The Positives and Negatives of Feeding Tubes in ALS
Although there’s no cure for amyotrophic lateral sclerosis, managing it wisely can increase survival and improve patients’ and their families’ quality of life.
One tool for managing it is a feeding tube.
An article in the journal Neurology covered the pluses and minuses of using the tubes in ALS. It is titled “The yin and yang of gastrostomy in the management of ALS. Friend or foe?.”
At some point, ALS patients develop a condition known as dysphagia, or difficulty swallowing, which leads to weight loss and other problems.
The lack of nutrition that leads to weight loss also degrades muscles. This adds to ALS-related muscle loss from motor neuron death, accelerating patients’ decline.
Doctors have used feeding tubes for years to help manage ALS. The devices improve nutrient delivery to patients who can’t obtain enough orally. Doctors refer to tube feeding as percutaneous endoscopic gastronomy, or PEG, because it involves cutting a small hole in the abdomen to run a tube into the stomach.
The researchers cautioned that tube feeding should come at the right time, or it will actually harm patients.
“An overly aggressive policy for gastrostomy placement in patients with ALS may shorten their survival and increase the risk of death, particularly in patients already having respiratory compromise,” they wrote. “Excessively early placement exposes them to some procedural risk and may decrease quality of life during what should be their best remaining months.”
PEG should be started only when patients are having difficulty swallowing, losing a lot of weight, or are experiencing aspiration — inhaling vomit, blood, or mucus.
Several studies indicate PEG can increase the survival of patients whose disease has become severe. The difficulties such patients face include poor respiratory function and weight loss.
A lot of research has shown that after patients begin to be tube-fed, they gain weight and their quality of life improves. But some studies contradict this.

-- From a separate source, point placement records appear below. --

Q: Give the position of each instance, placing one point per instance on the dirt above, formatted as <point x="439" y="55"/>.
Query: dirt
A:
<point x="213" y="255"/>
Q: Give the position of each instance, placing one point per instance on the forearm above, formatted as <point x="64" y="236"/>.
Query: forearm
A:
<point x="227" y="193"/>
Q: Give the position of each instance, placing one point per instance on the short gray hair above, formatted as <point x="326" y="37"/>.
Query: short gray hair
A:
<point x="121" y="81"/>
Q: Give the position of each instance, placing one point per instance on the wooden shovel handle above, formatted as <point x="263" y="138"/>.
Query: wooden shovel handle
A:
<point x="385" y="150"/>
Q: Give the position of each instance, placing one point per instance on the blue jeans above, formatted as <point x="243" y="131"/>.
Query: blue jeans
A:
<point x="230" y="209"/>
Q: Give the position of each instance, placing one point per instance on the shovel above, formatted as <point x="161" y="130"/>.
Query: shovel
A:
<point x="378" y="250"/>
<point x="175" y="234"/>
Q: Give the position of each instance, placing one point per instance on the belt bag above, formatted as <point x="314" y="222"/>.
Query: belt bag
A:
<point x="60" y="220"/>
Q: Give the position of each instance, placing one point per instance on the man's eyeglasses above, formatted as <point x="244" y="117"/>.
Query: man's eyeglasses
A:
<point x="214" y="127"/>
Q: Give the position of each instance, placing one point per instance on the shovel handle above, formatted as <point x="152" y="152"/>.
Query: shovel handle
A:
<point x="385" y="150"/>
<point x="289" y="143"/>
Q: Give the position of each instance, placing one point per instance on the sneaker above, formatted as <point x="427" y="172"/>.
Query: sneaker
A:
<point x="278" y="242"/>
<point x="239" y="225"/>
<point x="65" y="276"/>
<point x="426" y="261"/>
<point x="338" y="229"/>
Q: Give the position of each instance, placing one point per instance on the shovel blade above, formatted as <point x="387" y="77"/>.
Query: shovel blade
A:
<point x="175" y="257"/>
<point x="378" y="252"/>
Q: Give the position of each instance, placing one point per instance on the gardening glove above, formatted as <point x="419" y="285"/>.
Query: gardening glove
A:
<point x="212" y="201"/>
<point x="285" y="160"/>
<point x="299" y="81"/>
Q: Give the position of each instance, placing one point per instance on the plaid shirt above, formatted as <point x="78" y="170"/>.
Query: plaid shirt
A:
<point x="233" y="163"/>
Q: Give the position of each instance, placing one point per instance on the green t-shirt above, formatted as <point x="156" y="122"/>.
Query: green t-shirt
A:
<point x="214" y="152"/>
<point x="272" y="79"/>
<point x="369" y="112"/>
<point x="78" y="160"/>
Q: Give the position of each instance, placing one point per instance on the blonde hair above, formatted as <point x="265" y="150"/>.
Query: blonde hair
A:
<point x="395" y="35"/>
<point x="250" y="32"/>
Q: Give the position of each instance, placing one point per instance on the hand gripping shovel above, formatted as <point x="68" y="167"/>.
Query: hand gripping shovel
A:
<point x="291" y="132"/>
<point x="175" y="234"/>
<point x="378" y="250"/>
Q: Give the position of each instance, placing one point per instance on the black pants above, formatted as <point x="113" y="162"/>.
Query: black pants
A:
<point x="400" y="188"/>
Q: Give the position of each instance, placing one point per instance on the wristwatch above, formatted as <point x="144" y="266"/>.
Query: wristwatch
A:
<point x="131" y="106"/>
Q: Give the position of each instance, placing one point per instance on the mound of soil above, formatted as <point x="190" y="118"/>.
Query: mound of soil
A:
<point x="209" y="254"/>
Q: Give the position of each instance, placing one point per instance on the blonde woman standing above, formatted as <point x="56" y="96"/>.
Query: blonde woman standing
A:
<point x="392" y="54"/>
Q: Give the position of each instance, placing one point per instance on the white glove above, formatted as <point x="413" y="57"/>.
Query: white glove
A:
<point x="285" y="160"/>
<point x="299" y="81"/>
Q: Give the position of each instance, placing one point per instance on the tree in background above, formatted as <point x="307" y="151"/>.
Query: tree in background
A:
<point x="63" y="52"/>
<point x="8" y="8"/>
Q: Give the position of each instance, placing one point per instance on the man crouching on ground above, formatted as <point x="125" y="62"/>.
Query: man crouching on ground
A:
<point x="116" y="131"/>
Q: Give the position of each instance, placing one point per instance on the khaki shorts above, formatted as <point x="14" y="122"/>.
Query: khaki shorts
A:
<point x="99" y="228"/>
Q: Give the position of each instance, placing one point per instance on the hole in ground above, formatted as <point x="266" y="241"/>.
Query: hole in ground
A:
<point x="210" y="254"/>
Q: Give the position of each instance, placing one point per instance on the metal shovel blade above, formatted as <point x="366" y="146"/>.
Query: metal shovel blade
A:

In recent years, more patients have been going to “radiologically inserted gastrostomy,” the research team noted. “It is less invasive than PEG and appears otherwise equivalent.” It could also be safer “in patients with respiratory dysfunction, as it employs a smaller tube and usually requires less sedation,” they added.
With radiologically inserted gastrostomy, doctors use x-rays to make the feeding-tube hole in the stomach smaller and more precise.
Interestingly, two studies reported that tube feeding led to a faster decline in patients’ condition and increased risk of them dying. One covered 331 patients and the other 481.
Another finding of the two studies was that patients who underwent radiologically inserted gastrostomy procedures had worse survival rates than those who had PEG procedures.
Researchers concluded that there’s no consensus about whether tube feeding is positive or negative. The team said doctors generally agree that the benefits depend on the patient’s condition, when a tube is inserted, and careful management of the insertion process and the tube’s use after the procedure.